School boards across the nation have faced protests and riotous meetings from anti-LGBTQ activists who oppose trans inclusion in public schools and politicians are increasingly using trans students as a political weapon. In this environment, 23 Victory Fund endorsed LGBTQ+ candidates for school board positions will be on the November ballot. Among them is Amelia McMillan, running in York, Pennsylvania, who would become one of just 14 out gender non-conforming people serving in any position in the entire U.S. Sheena Barnes, who previously made history as the first out LGBTQ+ woman of color elected to a school board in Northwest Ohio, is running for reelection to the Toledo Board of Education. Dr. Karen Bolton is running to retake her seat as Bremerton School Board Director.

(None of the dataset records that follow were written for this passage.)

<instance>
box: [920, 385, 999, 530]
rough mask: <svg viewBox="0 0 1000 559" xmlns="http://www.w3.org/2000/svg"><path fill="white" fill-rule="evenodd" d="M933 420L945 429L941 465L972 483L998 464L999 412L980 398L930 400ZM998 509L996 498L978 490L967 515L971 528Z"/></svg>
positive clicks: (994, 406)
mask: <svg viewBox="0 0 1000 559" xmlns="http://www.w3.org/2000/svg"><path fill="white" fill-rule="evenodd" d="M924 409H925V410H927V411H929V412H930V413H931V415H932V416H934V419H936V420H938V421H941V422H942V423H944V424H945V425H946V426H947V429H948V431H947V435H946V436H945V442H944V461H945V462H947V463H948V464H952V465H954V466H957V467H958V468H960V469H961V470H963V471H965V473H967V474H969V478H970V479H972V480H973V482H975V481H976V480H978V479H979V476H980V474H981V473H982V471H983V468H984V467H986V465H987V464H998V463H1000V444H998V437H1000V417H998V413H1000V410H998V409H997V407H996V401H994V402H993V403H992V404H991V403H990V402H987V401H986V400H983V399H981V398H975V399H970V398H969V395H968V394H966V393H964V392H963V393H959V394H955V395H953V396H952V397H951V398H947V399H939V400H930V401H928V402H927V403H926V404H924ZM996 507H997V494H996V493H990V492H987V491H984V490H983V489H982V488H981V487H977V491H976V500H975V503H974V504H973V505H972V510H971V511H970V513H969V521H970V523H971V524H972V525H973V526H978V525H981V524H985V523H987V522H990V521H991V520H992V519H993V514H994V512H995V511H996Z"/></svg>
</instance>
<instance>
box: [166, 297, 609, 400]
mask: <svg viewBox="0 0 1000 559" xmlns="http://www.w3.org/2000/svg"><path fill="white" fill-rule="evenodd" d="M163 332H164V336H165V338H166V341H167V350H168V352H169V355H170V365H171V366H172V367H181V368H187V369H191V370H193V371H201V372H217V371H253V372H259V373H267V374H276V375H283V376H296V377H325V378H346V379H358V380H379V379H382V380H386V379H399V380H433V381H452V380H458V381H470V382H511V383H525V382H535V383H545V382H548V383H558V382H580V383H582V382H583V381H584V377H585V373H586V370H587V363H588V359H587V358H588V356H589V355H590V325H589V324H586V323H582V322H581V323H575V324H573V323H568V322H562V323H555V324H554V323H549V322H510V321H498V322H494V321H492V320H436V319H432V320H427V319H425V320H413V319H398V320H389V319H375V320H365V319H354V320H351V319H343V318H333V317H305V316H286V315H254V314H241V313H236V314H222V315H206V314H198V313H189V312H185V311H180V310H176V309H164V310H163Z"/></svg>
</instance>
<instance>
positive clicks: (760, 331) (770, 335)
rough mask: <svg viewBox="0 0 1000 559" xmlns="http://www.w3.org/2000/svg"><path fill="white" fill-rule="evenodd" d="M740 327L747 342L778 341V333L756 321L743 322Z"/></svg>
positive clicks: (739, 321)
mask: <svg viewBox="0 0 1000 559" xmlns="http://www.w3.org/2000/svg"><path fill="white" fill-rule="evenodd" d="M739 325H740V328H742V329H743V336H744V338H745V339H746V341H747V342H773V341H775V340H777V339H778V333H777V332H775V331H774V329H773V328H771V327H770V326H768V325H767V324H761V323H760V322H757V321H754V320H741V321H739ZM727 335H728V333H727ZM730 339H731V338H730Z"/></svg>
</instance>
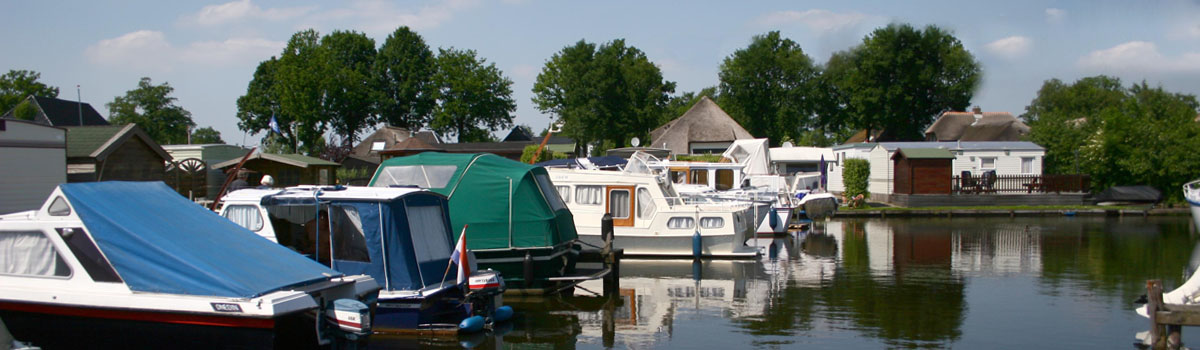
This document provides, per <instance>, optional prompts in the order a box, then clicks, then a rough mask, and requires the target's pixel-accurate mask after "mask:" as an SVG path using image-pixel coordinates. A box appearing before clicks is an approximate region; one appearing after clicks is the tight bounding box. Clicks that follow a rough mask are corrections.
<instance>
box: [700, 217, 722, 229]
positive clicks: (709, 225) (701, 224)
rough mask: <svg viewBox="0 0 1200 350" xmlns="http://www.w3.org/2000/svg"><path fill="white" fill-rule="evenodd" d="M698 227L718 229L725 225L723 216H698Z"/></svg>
mask: <svg viewBox="0 0 1200 350" xmlns="http://www.w3.org/2000/svg"><path fill="white" fill-rule="evenodd" d="M700 227H701V228H703V229H720V228H724V227H725V218H719V217H702V218H700Z"/></svg>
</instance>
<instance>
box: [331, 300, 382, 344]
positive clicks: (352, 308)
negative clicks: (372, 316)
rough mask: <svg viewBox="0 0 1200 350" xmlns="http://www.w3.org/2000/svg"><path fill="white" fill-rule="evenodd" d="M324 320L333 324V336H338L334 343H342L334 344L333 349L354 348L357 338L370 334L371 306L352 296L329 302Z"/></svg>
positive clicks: (358, 338)
mask: <svg viewBox="0 0 1200 350" xmlns="http://www.w3.org/2000/svg"><path fill="white" fill-rule="evenodd" d="M325 320H326V321H329V324H330V325H332V326H334V332H332V333H334V334H335V337H337V338H340V339H338V340H336V342H334V343H335V344H341V345H344V346H336V345H335V349H356V346H355V344H358V340H359V339H362V338H365V337H366V336H368V334H371V307H368V306H367V304H365V303H362V302H360V301H356V300H353V298H338V300H335V301H332V302H330V304H329V306H326V307H325ZM342 339H344V340H349V342H341V340H342Z"/></svg>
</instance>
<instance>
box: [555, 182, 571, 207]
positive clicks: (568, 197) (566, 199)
mask: <svg viewBox="0 0 1200 350" xmlns="http://www.w3.org/2000/svg"><path fill="white" fill-rule="evenodd" d="M554 189H558V198H562V199H563V201H565V203H571V187H570V186H554Z"/></svg>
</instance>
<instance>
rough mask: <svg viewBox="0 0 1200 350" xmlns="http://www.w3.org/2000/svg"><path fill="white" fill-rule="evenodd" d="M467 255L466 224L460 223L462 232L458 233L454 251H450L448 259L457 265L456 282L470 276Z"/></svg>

Robyn Lady and Kyle McDaniel are running for seats on the Fairfax County School Board, which has furthered pro-equality policies. Incumbent Karl Frisch is also running for reelection to the Fairfax County School Board.
10 LGBTQ+ school board candidates have already won in 2023.
About LGBTQ+ Victory Fund
LGBTQ+ Victory Fund works to achieve and sustain equality by increasing the number of out LGBTQ+ elected officials at all levels of government while ensuring they reflect the diversity of those they serve. Since 1991, Victory Fund has helped thousands of LGBTQ+ candidates win local, state and federal elections.